Love Actually is a film that can be allowed to reside very comfortably in 2003. But nearly two decades on, it is time to direct a critical eye towards the values and expectations for men, women and children that these films propound. The majority of the narratives can be defined as centring around stalking or systematic harassment in the workplace.

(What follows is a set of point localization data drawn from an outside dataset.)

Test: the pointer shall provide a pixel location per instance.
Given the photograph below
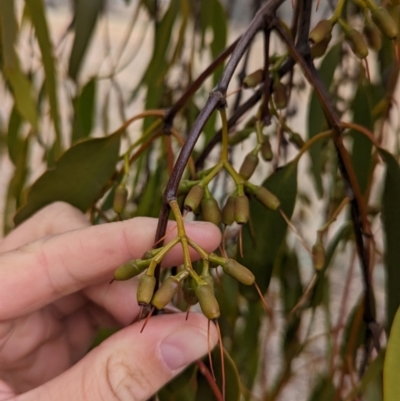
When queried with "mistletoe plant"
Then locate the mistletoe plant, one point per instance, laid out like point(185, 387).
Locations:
point(344, 66)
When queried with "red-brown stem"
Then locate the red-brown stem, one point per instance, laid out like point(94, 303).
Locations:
point(221, 349)
point(207, 374)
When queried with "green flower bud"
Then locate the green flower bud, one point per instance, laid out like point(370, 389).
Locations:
point(319, 49)
point(267, 198)
point(194, 197)
point(280, 95)
point(320, 31)
point(253, 79)
point(357, 43)
point(385, 22)
point(208, 302)
point(120, 198)
point(373, 36)
point(238, 272)
point(241, 209)
point(228, 211)
point(266, 149)
point(128, 270)
point(248, 166)
point(210, 211)
point(189, 294)
point(297, 140)
point(165, 293)
point(145, 289)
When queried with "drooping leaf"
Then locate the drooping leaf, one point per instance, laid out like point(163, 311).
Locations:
point(20, 84)
point(391, 366)
point(324, 390)
point(77, 178)
point(39, 21)
point(362, 146)
point(391, 224)
point(84, 111)
point(264, 234)
point(86, 15)
point(316, 118)
point(204, 392)
point(13, 138)
point(371, 379)
point(16, 184)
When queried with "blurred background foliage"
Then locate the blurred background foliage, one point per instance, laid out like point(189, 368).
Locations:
point(75, 79)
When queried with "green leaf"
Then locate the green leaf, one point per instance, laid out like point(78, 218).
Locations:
point(391, 224)
point(362, 146)
point(13, 138)
point(84, 111)
point(86, 14)
point(38, 18)
point(77, 178)
point(20, 84)
point(391, 366)
point(213, 16)
point(264, 235)
point(316, 118)
point(232, 388)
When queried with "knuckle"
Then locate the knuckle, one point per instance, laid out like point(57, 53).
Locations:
point(125, 382)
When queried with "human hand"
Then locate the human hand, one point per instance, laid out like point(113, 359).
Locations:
point(55, 271)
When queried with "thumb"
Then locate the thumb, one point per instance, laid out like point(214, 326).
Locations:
point(131, 365)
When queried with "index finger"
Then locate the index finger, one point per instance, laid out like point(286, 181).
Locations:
point(45, 270)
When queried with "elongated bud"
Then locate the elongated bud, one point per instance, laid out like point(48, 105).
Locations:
point(240, 136)
point(373, 36)
point(266, 149)
point(194, 197)
point(319, 49)
point(280, 95)
point(320, 31)
point(145, 289)
point(385, 22)
point(120, 198)
point(297, 140)
point(129, 270)
point(238, 272)
point(189, 294)
point(318, 253)
point(357, 43)
point(242, 209)
point(253, 79)
point(210, 211)
point(208, 302)
point(228, 211)
point(248, 166)
point(165, 293)
point(267, 198)
point(209, 280)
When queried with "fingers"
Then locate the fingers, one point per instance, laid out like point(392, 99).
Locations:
point(53, 219)
point(131, 365)
point(65, 263)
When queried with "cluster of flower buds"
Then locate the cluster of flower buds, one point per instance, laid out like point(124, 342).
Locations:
point(196, 288)
point(378, 21)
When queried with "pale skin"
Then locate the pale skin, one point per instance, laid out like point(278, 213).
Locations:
point(55, 270)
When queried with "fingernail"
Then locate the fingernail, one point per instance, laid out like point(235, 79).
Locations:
point(183, 347)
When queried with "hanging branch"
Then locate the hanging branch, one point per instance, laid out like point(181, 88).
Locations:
point(358, 208)
point(216, 100)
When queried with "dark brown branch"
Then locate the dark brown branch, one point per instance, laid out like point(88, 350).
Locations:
point(358, 209)
point(191, 90)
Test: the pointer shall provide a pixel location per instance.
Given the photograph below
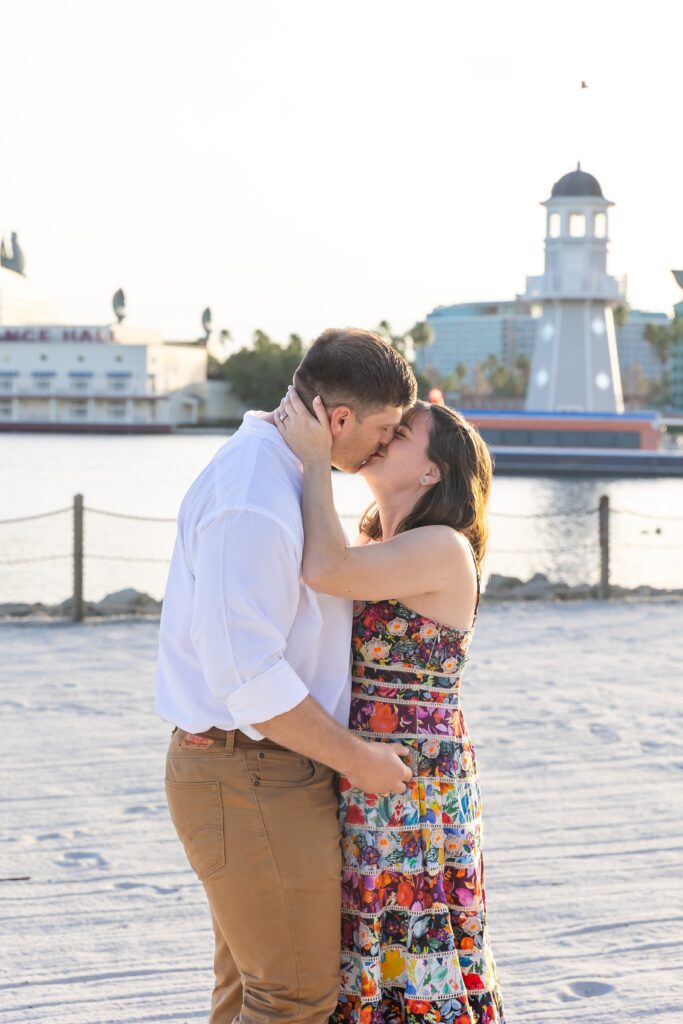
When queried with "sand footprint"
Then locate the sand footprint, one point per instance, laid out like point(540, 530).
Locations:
point(82, 858)
point(585, 989)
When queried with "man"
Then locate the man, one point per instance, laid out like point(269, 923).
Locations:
point(254, 673)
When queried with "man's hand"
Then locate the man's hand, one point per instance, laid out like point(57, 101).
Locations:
point(381, 769)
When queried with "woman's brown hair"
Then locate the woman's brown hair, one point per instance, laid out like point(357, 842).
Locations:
point(460, 498)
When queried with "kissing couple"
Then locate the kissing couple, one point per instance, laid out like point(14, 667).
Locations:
point(319, 773)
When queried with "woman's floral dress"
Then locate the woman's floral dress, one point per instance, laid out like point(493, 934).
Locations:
point(415, 946)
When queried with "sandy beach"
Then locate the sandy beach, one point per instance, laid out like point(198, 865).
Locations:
point(577, 715)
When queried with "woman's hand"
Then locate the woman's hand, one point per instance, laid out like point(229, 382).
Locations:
point(308, 436)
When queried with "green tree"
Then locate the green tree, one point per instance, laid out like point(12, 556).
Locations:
point(621, 312)
point(261, 374)
point(663, 338)
point(420, 334)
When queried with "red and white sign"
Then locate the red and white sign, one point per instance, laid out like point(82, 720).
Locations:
point(51, 334)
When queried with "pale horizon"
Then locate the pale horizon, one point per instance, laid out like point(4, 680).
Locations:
point(294, 167)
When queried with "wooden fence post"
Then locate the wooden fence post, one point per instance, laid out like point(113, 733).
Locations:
point(603, 515)
point(78, 558)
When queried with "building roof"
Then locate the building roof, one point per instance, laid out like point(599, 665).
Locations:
point(578, 183)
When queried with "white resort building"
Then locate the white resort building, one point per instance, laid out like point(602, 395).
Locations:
point(103, 378)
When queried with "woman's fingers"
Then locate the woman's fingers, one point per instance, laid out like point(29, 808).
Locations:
point(293, 397)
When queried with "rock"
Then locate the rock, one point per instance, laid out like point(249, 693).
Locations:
point(18, 609)
point(582, 592)
point(501, 585)
point(539, 586)
point(125, 601)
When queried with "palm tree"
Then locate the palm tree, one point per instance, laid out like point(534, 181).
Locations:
point(662, 339)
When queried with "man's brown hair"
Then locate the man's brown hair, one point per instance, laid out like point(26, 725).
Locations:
point(355, 368)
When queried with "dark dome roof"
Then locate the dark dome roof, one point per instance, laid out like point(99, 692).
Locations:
point(578, 183)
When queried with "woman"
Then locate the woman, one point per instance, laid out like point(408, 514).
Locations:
point(415, 945)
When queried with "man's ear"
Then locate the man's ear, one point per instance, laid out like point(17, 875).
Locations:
point(339, 417)
point(433, 475)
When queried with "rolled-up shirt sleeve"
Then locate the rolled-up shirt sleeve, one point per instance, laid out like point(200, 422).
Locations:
point(247, 583)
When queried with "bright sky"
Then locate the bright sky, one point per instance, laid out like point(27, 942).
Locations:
point(297, 164)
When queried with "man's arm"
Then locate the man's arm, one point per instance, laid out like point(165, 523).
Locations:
point(247, 589)
point(309, 730)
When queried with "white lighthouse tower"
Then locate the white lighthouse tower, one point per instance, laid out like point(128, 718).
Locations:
point(575, 366)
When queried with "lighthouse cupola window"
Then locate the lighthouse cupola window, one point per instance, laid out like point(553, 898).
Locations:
point(577, 225)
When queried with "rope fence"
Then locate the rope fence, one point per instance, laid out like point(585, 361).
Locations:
point(589, 547)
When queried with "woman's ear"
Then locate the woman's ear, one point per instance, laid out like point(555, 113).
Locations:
point(339, 417)
point(432, 476)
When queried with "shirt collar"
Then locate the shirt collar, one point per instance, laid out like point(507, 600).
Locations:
point(254, 423)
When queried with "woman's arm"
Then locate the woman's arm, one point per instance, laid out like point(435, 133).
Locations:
point(420, 561)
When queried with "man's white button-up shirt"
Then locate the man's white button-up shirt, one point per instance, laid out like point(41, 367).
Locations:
point(242, 637)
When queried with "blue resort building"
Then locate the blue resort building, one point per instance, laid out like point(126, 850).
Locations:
point(567, 309)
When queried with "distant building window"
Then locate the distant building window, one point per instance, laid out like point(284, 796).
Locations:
point(577, 225)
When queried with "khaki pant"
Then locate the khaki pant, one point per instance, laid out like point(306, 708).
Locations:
point(260, 828)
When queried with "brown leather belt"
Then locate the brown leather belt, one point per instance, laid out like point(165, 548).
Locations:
point(241, 738)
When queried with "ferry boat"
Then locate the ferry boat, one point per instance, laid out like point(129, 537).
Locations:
point(595, 443)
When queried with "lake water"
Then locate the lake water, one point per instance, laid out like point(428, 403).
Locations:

Curtis’ films herald a bizarre nostalgia for a time that never really existed. Or at least an experience shared by so few, it is barely palpable. A kind of Nietzschean longing for a time nobody ever had; a time it was ok to smoke inside restaurants; a time it was fine to not know anyone who originates from outside of your niche London borough; a time it was acceptable to have strange sexual chemistry with your sister. Even Yesterday (2019), Curtis’ most recent endeavour starring Himesh Patel, does not redeem him. The same British traditionalism that led him to drown out the homosexual experience with Auden’s ‘Funeral Blues’ leads to a narrative essentially asserting that a person of colour could only be successful in a universe where he is able to appropriate the words of The Beatles as his own. We get it. They put you on the new album cover of ‘Sgt. Pepper’s Lonely Hearts Club Band’, Richard. No need to make a film about it.


Curtis’ love stories follow those of the upper classes so continually unaffected by real life struggles they drift off into fairytale obscurity. No one has ever afforded Notting Hill rent by owning a tiny and unnecessary travel bookshop. It is damaging to continue allowing him to languish as the king of the British romance. I’m not saying that it was wrong to snuggle up with Love Actually on the sofa at Christmas. But the films we turn to for comfort should not be exempt from a critical eye. Broad, positive and progressive representation in the media has never been more important. And the time for old white men being held up as the monarchs of the film industry is coming to a close.


Richard Curtis films are not British culture. In fact, they’re barely culture at all.

May these films teach filmmakers to aim higher and do better.